We also issued to the investors five-year
common stock purchase warrants to purchase up to 5,555,557 shares of our common stock at an exercise price of $0.175 per share.
The warrants may be exercised on a cashless basis at any time if the underlying shares have not been fully registered for resale
with the SEC. The warrants are not callable.
The warrants and the convertible notes each
contain a provision for a “full ratchet” anti-dilution adjustment in the event of a subsequent equity financing at
a price less than the respective warrant exercise price or convertible note conversion price.
We intend to use the net proceeds of the
private placement for our working capital and capital expenditure requirements.

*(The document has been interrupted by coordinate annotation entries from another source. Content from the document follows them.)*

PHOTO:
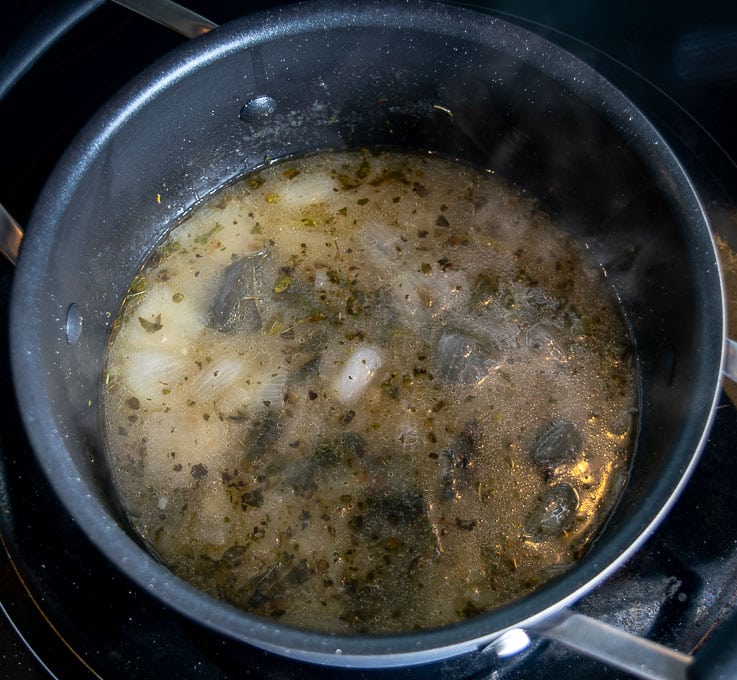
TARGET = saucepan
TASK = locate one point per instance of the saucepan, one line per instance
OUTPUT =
(419, 75)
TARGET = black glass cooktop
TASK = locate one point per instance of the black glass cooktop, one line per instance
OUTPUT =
(68, 613)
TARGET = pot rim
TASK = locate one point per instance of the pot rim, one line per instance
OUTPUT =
(338, 650)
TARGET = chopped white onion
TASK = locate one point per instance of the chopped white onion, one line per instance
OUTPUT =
(152, 372)
(357, 374)
(307, 189)
(217, 376)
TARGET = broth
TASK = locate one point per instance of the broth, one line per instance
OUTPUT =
(369, 392)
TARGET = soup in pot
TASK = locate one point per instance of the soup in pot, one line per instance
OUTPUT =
(369, 391)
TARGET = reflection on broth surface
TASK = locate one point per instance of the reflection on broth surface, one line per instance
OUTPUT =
(366, 391)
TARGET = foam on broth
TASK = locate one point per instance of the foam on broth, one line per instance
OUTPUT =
(369, 392)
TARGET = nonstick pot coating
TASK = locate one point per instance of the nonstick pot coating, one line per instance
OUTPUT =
(336, 75)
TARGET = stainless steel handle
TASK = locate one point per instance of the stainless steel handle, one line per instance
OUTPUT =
(11, 235)
(638, 656)
(170, 14)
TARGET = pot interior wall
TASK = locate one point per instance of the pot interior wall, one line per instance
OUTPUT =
(542, 121)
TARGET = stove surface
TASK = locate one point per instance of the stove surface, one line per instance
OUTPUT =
(68, 613)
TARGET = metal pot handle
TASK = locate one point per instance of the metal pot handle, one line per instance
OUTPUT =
(716, 660)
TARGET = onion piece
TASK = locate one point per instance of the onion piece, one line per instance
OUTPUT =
(357, 374)
(151, 372)
(217, 376)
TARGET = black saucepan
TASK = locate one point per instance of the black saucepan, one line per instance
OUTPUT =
(333, 75)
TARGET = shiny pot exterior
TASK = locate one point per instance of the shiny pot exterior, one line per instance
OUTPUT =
(334, 75)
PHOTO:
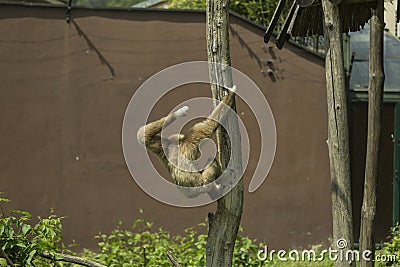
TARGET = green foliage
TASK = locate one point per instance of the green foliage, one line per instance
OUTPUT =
(141, 246)
(392, 247)
(22, 240)
(255, 10)
(188, 4)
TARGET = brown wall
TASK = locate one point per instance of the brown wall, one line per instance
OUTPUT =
(59, 101)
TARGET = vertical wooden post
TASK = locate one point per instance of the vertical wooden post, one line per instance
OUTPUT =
(338, 130)
(375, 99)
(224, 224)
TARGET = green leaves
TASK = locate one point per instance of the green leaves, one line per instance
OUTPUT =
(23, 240)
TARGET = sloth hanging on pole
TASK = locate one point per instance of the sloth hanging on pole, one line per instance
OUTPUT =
(179, 152)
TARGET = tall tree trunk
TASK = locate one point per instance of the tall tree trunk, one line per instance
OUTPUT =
(224, 224)
(375, 95)
(338, 130)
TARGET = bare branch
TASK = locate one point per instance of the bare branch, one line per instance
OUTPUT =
(69, 258)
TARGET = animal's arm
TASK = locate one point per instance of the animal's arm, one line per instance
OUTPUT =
(150, 134)
(206, 128)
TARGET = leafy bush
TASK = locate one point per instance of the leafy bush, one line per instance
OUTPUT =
(22, 240)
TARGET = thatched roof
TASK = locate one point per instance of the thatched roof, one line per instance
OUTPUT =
(305, 18)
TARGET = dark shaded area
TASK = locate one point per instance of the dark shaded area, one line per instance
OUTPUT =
(358, 147)
(61, 120)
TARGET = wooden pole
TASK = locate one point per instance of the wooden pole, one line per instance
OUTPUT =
(224, 224)
(375, 95)
(338, 130)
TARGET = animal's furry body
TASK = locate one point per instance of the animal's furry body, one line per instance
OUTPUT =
(183, 149)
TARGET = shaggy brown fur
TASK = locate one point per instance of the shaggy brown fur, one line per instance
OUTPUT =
(176, 146)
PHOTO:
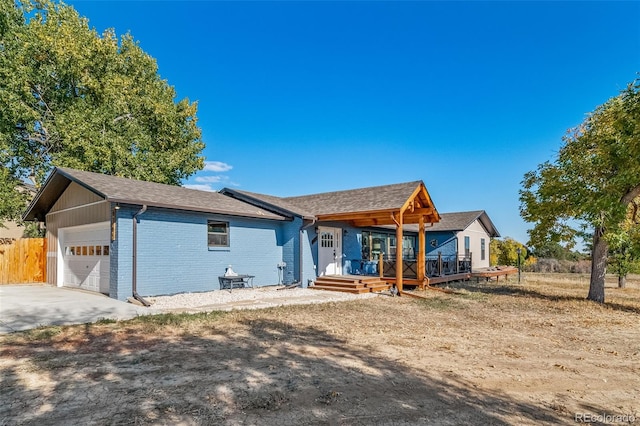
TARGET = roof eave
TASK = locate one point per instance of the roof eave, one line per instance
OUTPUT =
(196, 209)
(263, 204)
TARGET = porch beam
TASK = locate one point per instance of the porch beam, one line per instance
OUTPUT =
(421, 250)
(399, 262)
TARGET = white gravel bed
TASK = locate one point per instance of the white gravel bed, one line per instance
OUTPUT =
(248, 298)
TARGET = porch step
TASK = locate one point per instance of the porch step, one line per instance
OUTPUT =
(342, 289)
(355, 284)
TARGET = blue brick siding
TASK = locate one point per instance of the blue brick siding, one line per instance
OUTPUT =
(173, 256)
(446, 243)
(291, 250)
(309, 255)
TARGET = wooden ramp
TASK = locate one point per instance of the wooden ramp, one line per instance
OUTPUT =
(355, 284)
(448, 278)
(497, 272)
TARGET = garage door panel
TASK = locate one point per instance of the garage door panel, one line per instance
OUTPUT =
(86, 259)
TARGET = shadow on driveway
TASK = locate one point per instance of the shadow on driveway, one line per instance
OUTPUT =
(23, 307)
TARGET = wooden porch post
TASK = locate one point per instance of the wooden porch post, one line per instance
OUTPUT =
(399, 263)
(421, 251)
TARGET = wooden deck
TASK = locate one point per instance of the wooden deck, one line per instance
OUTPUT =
(358, 284)
(355, 284)
(496, 273)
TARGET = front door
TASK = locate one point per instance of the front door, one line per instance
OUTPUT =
(329, 251)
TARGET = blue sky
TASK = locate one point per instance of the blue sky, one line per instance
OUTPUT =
(303, 97)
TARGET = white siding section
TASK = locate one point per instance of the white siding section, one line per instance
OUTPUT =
(85, 257)
(475, 232)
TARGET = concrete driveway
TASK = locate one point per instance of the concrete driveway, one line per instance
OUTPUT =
(23, 307)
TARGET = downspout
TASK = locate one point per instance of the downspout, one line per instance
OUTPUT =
(300, 248)
(134, 267)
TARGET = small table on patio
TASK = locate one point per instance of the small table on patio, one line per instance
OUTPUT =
(236, 281)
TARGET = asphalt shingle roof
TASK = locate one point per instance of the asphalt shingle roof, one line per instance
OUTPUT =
(130, 191)
(459, 221)
(356, 200)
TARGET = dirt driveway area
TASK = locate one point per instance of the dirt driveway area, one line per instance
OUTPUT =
(534, 353)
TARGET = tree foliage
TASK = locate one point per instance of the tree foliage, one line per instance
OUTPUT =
(505, 252)
(74, 98)
(591, 183)
(624, 245)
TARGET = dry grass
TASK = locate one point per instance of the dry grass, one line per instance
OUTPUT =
(492, 353)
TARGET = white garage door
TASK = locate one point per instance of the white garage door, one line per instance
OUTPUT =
(86, 258)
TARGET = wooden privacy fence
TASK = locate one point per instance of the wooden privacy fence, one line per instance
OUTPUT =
(23, 261)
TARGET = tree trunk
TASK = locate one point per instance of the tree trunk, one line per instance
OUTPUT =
(598, 266)
(622, 281)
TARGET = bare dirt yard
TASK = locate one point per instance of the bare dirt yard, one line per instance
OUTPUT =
(491, 353)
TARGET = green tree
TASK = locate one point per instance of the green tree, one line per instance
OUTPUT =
(71, 97)
(591, 183)
(508, 252)
(624, 246)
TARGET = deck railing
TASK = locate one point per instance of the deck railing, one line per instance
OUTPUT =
(435, 266)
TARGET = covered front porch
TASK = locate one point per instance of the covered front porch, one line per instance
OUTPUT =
(405, 205)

The financing transaction was completed
through a private placement to unaffiliated institutional accredited investors and was exempt from registration pursuant to Section
4(a)(2) of the Securities Act of 1933, as amended, and Rule 506(b) thereunder.
The securities offered in the private placement
have not been registered under the Securities Act of 1933, as amended, and may not be offered or sold in the United States absent
registration or an applicable exemption from registration requirements. This current report shall not constitute an offer to sell
or the solicitation of an offer to buy, nor shall there be any sale of these securities in any state in which such offer, solicitation
or sale would be unlawful prior to the registration or qualification under the securities laws of any such state.
The foregoing summary of each of the Securities
Purchase Agreement, convertible notes and common stock purchase warrants is qualified in its entirety to reference to the full
text of each such document, a copy of each of which is attached hereto as Exhibits 10.1, 10.2, 10.3, and 10.4, respectively, and
each of which is incorporated herein in its entirety by reference.